Doronjo taking on Morrigan and getting her ass kicked.

Wisdom can be found in the least likely of places. This is a story that talks about such a situation.

I love video games, and I used to play fighting games a lot. When Street Fighter II came out (yes, I’m that old), I used to rule the arcades with either Chun Li or Dhalsim. Afterwards, many Street Fighter clones as well as true original fighting games came out. I never was the king of the arcades again, but I managed to stay competitive. By the time King of Fighters 94 came out, I was still good compared to the average player. However, once King of Fighters 95 came out, my skills weren’t a match for drugstore children (so named because they spend all their time playing an arcade at a drugstore) and I was reduced to mere spectator.

I was forced to play only console games where I could practice enough to beat my friends, who had little to no practice whatsoever. But if I played at the arcades, I did so only from time to time and just to try out a new game or to see a new character. I knew perfectly well that I would play until some child or teen came to challenge me and then I’d last, oh, about 30 seconds and I would have my ass handed back to me.

I still bought fighting games available for consoles. One of the ones I wanted to get was Tatsunoko vs. Capcom, mainly because it featured Doronjo from Yattaman fame. Unfortunately, it’s only available for the Wii, which I don’t have.

Then, one day, as I was taking the subway, I saw that there were some arcades at a station. They were somewhat hidden in a tunnel and I decided to take a look. And Voila! They had Tatsunoko vs. Capcom! I was very surprised since it is a game popular only in Japan.

Needless to say, I played it, and managed to get somewhat good with Doronjo and Chun Li. As usual, except against people who were just trying out the game, I lost to everyone. However, I still liked to go there often and play whenever the machine wasn’t being used. And I also memorized some basic moves by looking them up on the Internet.

One of such times, I was playing and some guy came to play to my left. He seemed cheerful and nice, and he asked a few questions. I specially remember that he asked how to change characters in the middle of a fight.

“Oh, you press this button and you pull the joystick backwards at the same time,” I said.

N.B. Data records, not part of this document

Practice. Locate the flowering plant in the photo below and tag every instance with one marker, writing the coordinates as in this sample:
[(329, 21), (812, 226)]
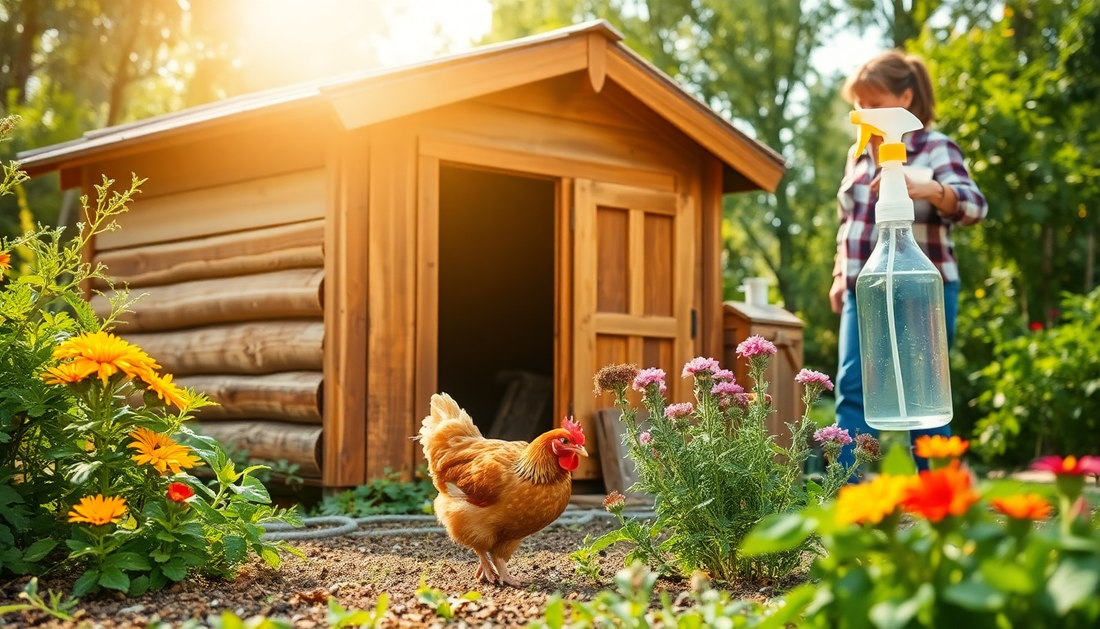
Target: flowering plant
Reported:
[(975, 555), (95, 458), (714, 469)]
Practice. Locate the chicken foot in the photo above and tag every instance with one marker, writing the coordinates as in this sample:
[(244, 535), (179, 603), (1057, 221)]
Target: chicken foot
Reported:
[(502, 569)]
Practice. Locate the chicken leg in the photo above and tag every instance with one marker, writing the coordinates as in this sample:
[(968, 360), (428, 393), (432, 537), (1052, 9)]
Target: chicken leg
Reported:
[(485, 571)]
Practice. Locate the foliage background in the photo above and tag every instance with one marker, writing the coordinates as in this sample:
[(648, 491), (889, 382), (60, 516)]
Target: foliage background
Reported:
[(1018, 86)]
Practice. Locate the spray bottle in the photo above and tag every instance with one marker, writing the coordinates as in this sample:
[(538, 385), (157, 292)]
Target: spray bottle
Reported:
[(900, 298)]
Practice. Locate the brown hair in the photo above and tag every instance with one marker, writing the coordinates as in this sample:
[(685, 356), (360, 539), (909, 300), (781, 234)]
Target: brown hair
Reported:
[(895, 72)]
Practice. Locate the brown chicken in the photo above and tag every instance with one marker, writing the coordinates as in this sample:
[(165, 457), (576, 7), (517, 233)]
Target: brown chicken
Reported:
[(493, 493)]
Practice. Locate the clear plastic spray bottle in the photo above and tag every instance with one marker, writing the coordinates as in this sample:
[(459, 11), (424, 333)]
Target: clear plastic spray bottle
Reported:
[(900, 298)]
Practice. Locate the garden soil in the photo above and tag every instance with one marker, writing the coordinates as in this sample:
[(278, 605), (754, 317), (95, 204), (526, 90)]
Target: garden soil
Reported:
[(355, 571)]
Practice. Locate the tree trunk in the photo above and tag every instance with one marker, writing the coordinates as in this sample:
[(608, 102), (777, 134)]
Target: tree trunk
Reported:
[(22, 64), (1045, 272)]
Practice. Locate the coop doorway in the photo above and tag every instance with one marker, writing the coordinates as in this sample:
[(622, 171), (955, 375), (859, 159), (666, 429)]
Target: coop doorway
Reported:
[(496, 298)]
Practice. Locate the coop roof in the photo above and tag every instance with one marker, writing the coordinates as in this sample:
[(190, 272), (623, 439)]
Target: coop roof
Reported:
[(365, 98)]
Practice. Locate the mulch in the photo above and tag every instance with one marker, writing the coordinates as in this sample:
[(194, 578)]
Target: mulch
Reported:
[(355, 571)]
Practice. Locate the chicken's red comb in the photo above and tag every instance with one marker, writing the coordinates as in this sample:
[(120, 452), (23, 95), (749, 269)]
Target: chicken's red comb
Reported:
[(574, 430)]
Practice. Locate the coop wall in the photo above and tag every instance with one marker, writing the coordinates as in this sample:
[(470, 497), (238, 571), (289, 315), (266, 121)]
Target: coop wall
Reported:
[(224, 252)]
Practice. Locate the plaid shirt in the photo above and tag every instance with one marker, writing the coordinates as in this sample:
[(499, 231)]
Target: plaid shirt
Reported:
[(932, 231)]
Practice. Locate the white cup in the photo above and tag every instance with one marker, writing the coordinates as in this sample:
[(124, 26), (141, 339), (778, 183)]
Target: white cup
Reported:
[(756, 290), (917, 174)]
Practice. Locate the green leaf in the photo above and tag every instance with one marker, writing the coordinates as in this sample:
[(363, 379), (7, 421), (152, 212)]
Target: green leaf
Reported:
[(554, 615), (252, 489), (1073, 582), (235, 549), (899, 462), (976, 595), (78, 474), (39, 550), (778, 532), (112, 578), (898, 614), (175, 570), (1008, 576), (127, 561)]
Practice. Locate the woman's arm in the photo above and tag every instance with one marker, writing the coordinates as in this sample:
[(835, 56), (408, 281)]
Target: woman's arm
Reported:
[(952, 191)]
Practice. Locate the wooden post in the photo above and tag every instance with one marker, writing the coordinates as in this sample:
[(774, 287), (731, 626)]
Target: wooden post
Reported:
[(345, 310)]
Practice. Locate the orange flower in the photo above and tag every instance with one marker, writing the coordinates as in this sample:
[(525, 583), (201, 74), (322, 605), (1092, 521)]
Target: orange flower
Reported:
[(1023, 507), (105, 354), (98, 510), (179, 493), (161, 452), (871, 501), (164, 389), (941, 493), (64, 374), (938, 447)]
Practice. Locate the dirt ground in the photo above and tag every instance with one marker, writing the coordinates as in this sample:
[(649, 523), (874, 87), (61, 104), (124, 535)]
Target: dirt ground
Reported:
[(355, 571)]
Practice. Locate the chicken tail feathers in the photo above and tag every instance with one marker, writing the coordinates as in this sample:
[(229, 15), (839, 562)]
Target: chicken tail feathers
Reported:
[(447, 422)]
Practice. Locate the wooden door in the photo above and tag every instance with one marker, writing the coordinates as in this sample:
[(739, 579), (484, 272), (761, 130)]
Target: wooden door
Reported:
[(633, 263)]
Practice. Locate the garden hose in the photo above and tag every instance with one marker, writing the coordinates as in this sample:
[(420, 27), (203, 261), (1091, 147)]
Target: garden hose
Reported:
[(336, 526)]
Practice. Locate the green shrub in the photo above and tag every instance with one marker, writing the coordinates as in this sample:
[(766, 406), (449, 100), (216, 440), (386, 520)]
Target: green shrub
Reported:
[(1041, 389), (956, 564), (714, 469), (94, 452), (387, 495)]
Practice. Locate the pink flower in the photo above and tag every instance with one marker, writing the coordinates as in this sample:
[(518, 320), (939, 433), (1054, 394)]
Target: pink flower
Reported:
[(1068, 466), (701, 366), (724, 375), (726, 388), (650, 377), (679, 410), (833, 433), (756, 346), (809, 377)]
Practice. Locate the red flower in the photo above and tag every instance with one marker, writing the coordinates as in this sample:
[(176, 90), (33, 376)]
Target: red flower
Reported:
[(179, 493), (1068, 466), (942, 493)]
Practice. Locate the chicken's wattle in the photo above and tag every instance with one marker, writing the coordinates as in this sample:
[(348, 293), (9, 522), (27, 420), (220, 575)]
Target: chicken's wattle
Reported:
[(569, 462)]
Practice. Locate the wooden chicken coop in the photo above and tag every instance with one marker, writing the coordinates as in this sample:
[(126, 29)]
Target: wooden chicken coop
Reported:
[(322, 257)]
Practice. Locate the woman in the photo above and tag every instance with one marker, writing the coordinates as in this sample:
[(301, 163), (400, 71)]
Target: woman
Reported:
[(948, 199)]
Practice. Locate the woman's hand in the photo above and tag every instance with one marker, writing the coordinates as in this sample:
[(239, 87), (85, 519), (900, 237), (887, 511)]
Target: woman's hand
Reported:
[(836, 293)]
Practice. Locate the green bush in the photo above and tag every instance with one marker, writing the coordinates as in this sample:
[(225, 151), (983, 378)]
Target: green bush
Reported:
[(1040, 390), (957, 564), (714, 469), (94, 452)]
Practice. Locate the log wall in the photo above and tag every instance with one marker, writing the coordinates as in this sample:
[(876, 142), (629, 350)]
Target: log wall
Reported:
[(231, 302)]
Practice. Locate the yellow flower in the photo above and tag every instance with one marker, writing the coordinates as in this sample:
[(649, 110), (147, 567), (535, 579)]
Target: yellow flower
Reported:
[(939, 447), (105, 354), (871, 501), (98, 510), (161, 452), (1023, 506), (64, 374), (167, 392)]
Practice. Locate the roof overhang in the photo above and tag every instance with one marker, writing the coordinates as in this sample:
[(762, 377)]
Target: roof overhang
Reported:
[(363, 99)]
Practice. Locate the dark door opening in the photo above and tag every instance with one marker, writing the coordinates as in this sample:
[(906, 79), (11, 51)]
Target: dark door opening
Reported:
[(496, 299)]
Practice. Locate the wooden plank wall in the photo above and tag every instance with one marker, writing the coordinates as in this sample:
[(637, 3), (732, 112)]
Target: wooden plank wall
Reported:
[(230, 278)]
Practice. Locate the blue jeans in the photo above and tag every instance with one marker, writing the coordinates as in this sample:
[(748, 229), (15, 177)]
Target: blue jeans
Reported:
[(849, 378)]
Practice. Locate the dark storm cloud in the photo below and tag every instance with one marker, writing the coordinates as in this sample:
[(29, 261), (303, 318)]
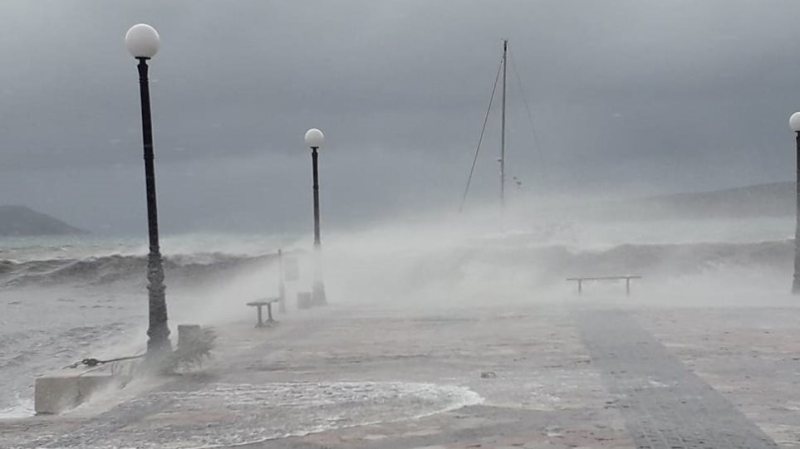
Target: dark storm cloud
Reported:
[(627, 96)]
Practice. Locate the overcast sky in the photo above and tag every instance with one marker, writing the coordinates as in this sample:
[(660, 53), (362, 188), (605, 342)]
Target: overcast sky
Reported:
[(628, 97)]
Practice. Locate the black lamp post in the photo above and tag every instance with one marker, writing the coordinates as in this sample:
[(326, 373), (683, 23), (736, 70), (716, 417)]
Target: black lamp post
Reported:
[(314, 139), (143, 42), (794, 122)]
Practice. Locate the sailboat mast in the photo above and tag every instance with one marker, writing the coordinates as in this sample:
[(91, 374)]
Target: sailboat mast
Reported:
[(503, 130)]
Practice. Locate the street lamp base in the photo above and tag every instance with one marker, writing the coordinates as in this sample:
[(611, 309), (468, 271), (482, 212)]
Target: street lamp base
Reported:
[(318, 297)]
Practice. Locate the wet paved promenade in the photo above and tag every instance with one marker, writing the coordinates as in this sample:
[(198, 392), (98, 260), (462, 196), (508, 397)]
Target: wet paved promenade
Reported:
[(549, 376)]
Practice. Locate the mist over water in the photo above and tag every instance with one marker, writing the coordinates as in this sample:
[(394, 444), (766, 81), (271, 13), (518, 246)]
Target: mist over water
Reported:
[(63, 300)]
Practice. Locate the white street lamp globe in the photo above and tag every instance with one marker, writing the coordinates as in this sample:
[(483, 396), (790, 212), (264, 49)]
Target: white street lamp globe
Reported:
[(794, 122), (314, 138), (142, 41)]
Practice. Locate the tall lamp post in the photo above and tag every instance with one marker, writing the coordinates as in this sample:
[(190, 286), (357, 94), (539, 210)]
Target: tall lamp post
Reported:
[(143, 42), (314, 139), (794, 123)]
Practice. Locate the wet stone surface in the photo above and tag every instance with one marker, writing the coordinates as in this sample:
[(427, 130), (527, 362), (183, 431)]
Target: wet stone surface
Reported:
[(664, 404)]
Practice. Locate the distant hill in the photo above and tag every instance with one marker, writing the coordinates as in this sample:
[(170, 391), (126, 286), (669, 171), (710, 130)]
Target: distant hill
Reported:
[(22, 221), (762, 200)]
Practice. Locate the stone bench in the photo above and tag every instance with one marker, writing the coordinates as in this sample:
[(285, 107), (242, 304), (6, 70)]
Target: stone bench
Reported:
[(581, 280), (259, 305)]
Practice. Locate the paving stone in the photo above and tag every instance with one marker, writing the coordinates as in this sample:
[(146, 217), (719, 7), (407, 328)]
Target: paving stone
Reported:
[(664, 404)]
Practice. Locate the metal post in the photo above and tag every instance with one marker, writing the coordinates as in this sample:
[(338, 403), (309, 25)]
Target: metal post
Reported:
[(796, 282), (158, 331), (318, 288), (281, 284), (503, 130)]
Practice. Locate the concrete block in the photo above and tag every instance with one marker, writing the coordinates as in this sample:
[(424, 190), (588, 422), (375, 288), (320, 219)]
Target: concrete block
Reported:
[(56, 393), (304, 300)]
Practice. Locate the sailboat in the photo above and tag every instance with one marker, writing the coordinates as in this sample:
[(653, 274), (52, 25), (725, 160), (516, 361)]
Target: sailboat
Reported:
[(500, 78)]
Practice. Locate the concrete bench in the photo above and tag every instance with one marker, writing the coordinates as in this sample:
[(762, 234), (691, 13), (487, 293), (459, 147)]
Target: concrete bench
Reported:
[(581, 280), (259, 305)]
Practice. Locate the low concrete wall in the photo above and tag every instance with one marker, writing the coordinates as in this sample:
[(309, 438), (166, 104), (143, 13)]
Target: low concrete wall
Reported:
[(59, 392)]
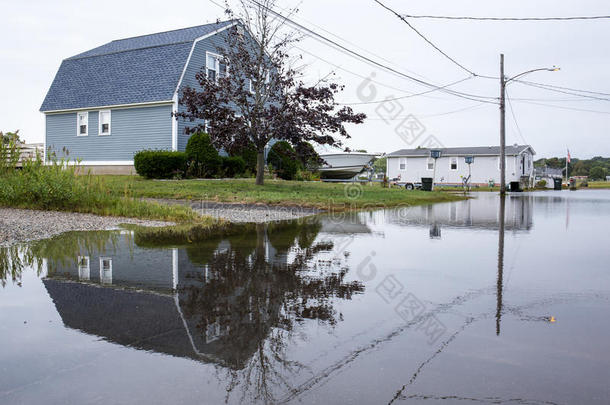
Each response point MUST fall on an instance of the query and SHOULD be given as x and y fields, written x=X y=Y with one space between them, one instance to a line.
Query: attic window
x=215 y=67
x=104 y=122
x=82 y=124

He pressed the button a few times, but he didn’t change characters because he didn’t pull the joystick backwards at the same time. I thought he hadn’t understood me, so I repeated the instructions again.

“No, you have to pull the joystick at the same time.”

He still continued to press only the button and not pull the joystick, which I though was stupid. Then I finally understood why. He was missing and arm! No wonder he couldn’t push the button and pull the joystick at the same time.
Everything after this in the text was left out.